Proposed syllabus here.
How is the rapid development of global computer networks, digital media, and massive data archives changing the way we study history and culture? We now have access to unprecedentedly large and rich bodies of information generated from the digitization of older materials and the explosion of new content through social media. Machine learning and natural language processing make it possible to answer traditional research questions with greater rigor, and tackle new kinds of projects that would once have been deemed impracticable. At the same time, scholars now have many more ways to communicate with one another and the broader public, and it is becoming both easier – and more necessary – to collaborate across disciplines.
Students in this course will begin by learning about some of the core concepts and practices of traditional literary, cultural, and historical analysis, and then consider how they might be transformed. They will explore tools and techniques that include data curation, named-entity extraction, part-of-speech tagging, topic modeling, sentiment analysis, machine and crowd-source translation, social and citation network analysis, and text visualization. The course will take shape as an intensive workshop, where we will gain and share methodological expertise, and begin to think big about digital archives, information architectures, live data, and large-scale textual corpora.
Expect to form groups led by graduate and faculty researchers, to work collaboratively, and to actively shape the trajectory of the course.
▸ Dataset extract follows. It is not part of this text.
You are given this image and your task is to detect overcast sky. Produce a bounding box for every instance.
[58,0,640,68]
Case studies could include digital editions, collaborative annotation and editing practices, the curation of archives and libraries. There will be methodological excursions into the fields of anthropology, economics, bio-informatics, and design. The course is open to students at all levels of technical skill and with a variety of research interests. But they should be open to applied training on the basics of database discovery, natural language processing, graph theory, image analysis, text visualization, and network analysis.